Выбрать главу

Мы провели насыщенную неделю, главным образом, занимаясь покупками, и я снова ощутила возбужденную жизнь города. Снова я наблюдала из окна, как ежедневно в два часа состоятельные люди вылезали из карет, отправляясь обедать. На это стоило посмотреть, ибо экстравагантные прически дам выглядели почти комично. Они были вынуждены балансировать, дабы сохранить в целости сооружения на головах, изображавшие то райских птиц, то парусные корабли. Народ передразнивал аристократов, что было чревато неприятностями. В доме графа, как и в других знатных семействах, обед происходил в шесть, чтобы можно было успеть в оперу или другой театр к девяти часам, когда город приобретал иной облик.
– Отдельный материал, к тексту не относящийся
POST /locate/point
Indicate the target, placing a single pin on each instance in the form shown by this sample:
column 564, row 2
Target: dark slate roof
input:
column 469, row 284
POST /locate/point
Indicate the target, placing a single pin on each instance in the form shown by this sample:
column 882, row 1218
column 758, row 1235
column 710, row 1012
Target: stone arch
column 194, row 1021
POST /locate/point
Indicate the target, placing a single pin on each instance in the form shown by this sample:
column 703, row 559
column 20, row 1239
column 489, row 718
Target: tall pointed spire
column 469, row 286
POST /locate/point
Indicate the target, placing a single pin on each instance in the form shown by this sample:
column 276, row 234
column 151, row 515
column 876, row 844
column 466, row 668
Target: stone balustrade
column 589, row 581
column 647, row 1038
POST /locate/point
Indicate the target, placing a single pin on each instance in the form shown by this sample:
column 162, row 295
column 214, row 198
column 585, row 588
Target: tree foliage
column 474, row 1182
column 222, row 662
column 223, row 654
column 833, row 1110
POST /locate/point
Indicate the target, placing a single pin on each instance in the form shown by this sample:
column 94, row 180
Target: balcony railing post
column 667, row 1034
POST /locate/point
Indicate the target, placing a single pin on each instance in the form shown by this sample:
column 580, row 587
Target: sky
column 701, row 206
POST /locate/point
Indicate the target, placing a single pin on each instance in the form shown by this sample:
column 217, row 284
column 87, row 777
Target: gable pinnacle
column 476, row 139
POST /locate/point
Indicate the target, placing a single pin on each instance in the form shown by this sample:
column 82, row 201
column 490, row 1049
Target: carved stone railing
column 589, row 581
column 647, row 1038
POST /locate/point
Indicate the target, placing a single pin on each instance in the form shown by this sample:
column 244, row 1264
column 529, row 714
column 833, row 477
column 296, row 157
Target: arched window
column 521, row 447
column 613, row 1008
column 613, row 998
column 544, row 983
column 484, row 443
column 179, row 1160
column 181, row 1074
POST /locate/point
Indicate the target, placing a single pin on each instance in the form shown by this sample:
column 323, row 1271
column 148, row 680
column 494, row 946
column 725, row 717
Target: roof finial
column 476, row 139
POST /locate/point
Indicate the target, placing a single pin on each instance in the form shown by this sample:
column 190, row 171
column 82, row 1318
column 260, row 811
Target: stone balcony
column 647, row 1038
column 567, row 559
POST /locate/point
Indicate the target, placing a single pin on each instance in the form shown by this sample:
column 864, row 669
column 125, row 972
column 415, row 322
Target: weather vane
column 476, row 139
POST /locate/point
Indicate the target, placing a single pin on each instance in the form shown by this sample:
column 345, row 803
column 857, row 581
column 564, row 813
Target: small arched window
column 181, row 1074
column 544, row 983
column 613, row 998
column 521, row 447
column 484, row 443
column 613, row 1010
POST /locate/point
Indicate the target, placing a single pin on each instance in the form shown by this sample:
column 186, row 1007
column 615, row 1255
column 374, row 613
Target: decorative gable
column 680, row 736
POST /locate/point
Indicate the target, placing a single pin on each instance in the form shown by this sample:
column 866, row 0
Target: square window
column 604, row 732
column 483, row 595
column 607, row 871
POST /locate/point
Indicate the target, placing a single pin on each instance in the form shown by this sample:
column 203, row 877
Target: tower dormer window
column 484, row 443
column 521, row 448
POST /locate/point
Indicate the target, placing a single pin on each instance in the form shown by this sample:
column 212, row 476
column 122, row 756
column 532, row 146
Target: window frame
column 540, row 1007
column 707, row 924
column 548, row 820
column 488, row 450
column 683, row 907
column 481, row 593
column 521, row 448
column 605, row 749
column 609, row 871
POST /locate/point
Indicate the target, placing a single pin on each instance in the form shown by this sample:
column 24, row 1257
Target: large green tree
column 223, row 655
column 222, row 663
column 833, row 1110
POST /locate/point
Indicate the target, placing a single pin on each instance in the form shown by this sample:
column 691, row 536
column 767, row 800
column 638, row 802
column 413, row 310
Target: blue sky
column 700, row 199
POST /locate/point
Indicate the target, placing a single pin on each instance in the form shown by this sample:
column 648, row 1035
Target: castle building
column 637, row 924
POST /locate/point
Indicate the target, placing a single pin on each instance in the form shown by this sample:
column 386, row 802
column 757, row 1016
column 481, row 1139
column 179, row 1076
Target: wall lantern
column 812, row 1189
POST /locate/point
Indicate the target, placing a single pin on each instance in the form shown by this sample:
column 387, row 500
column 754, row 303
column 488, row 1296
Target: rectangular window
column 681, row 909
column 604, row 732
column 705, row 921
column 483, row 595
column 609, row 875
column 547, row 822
Мы как-то посетили частный театр, чтобы посмотреть пьесу Бомарше[68] "Женитьба Фигаро", которую, по словам графа, не следовало бы показывать в эти дни, так как она была полна критических намеков в адрес деградирующего общества на радость тем, кто жаждал его уничтожения.

Когда мы возвращались в отель, он был задумчив и мрачен.

У него было много дел, и он часто отлучался, бывая при дворе. Меня трогало, что, несмотря на все происходящее, граф находил время заботиться о моей безопасности, хотя, конечно, я не верила, что брак его дочери был ускорен по этой причине.

Робер де Грасвиль с родителями и их слугами прибыли в Париж.

Будучи взволнованной, Марго была столь красивой, что я почти поверила, будто она в самом деле влюблена. Хотя ее эмоции, возможно, были поверхностными, она относилась к ним серьезно.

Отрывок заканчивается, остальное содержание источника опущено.